Friday, June 22, 2012

St Anne de Bellevue

Yesterday we left Montebello and went to St Anne de Bellevue which is where the Ottawa river rejoins the St Lawrence.  Along the way we went through two more locks including the Carillon Lock which is whopping 65' drop in one lock.  Being inside of it at low water is intimidating to say the least.

Carillon Lock, About 2/3 Empty

Carillon Lock - See the attendant on the dock up towards the gate?

The lock at St Anne de Bellevue is the last one on the Ottawa River, and after locking though there is 1/2 mile or so of promenade where you can tie up on either side.  It's a very cute college town (part of McGill is there) with all sorts of pubs and restaurants, and best of all, ice cream!

It's a pretty small group of people doing the various "loops" by boat, and you tend to keep running into the same people along the way.  Sometimes you are heading in the same direction, and sometimes in opposite directions.  Yesterday, tied up across from use were three boats that we ran into back in Croton-on-Hudson in NY.  They are all doing the Great Loop but took the route up through Lake Champlain and were now heading up the Ottawa River and down the Rideau, just the opposite of how we came.  We swapped stories about where to stay and what we liked, and this morning we all continued on in our respective directions.

Today we covered the remaining portion of lock-controlled waterway, but this time is was part of the main St Lawrence Seaway.  Wow, what a difference, and not for the better.  If we've had a crappy day, this was it.  We had about 25 miles and two locks to transit; St Cathrine and St Lambert, which drop the river around Montreal and finally leave you back in tidal (sort of) water.  These locks are all business, and pleasure craft take a far back seat to commercial traffic.  Each morning the Seaway Authority posts a schedule for pleasure craft lock times, which after about 5 minutes is completely blown to hell.  We were too far away to make the first lock time, so we went for the second at 2:00pm.

Passing Tanker in Canal

We arrived early, and the holding pen where pleasure boats wait doesn't have much dock space and you are expected to raft up with other boats.  As we approached, some other boaters very nicely untied their boat and moved it down the dock to make room for us.  It was a short space and we were going to have our butt hanging off the end of the dock, but what the heck.

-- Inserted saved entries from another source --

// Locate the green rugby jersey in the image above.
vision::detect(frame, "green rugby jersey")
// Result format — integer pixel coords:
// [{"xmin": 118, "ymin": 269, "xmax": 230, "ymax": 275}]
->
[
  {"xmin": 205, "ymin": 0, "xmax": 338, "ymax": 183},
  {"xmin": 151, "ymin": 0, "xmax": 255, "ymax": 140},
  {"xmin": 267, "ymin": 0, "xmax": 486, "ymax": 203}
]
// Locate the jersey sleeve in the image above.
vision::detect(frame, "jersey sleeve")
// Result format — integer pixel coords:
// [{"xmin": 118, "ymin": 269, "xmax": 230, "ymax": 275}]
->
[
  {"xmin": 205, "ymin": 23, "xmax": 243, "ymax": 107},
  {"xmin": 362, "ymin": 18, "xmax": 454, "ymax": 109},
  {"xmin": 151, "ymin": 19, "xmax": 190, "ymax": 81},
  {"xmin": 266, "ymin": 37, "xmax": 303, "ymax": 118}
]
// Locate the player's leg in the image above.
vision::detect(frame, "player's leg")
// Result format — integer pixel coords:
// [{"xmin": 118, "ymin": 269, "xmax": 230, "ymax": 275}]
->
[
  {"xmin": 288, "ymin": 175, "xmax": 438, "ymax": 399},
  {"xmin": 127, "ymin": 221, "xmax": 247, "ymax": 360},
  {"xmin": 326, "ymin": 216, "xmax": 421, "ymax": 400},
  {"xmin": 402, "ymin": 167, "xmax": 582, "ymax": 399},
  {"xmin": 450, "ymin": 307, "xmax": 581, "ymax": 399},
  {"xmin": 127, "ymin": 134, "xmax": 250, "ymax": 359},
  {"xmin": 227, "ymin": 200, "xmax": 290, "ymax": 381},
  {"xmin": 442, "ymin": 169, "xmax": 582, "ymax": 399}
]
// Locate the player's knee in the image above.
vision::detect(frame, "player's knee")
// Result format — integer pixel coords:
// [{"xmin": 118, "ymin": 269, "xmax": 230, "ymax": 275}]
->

Then came the fun.  As I was approaching the dock, the back of the boat (the part out past the dock started getting pulled sideways towards a roped off area that's some sort of overflow intake.   For those of you who haven't operated boats before, you can aim them and make them go forward and backwards, but you can't make them go sideways.  So here we are getting sucked sideways into this overflow and a dock and other boats blocking the front of us.  Yikes!

Lots of people advocate boats with a single engine for better efficiency.  And lots of people advocate lightly powered boats and look down on faster boats.  All I can say is Screw That!  I'd be a drain plug in the St Lawrence right now if it weren't for over-powered twin engines.  We aborted the landing and it was peddle to the metal in reverse on one engine, and forward on the other to get the boat pulled and spun away from that whirlpool we were heading down.

Well, after that we just rafted up next to another boat well away from the danger zone, and the good news is that we only had to wait for one tanker to go ahead of us and we actually locked through about an hour early.  But, we made up for all gained time at St Lambert where we had to sit and wait for 4 tankers.  It was like weather delays at an airport, but all in slow motion.  My God these tankers CRAWL into and out of the locks.  We had to wait for about 4 hrs before locking through, and by the time we did finally get to go there were about 12 boats to pack in.

And then came the Nantucket Sleigh Ride.  When you finally come out of the canal and rejoin the river, the current is cranking - 6kts or so.  To get to the marina we first ran with the current for a 1/2 mile or so, then pulled a 180 and ran against it for about a mile or two.  If I recall my geography correctly, Niagara falls is basically Lake Erie dumping into Lake Ontario.  And Ontario is the headwaters for the St Lawrence, so all that water flows out the St Lawrence.  So our little up-stream swim was basically running up against all the water that comes over Niagara falls.  Did I mention that I'm glad to have an over-powered boat.  But once you get through the mayhem, you turn into an old ship basin that's now a very nice marina right in the middle of Old City Montreal.

So anyway, it was a long and stressful day for the captain, but we made it.

1 comment:

  1. Less microphone, more throttle! One can never have enough power or icecream.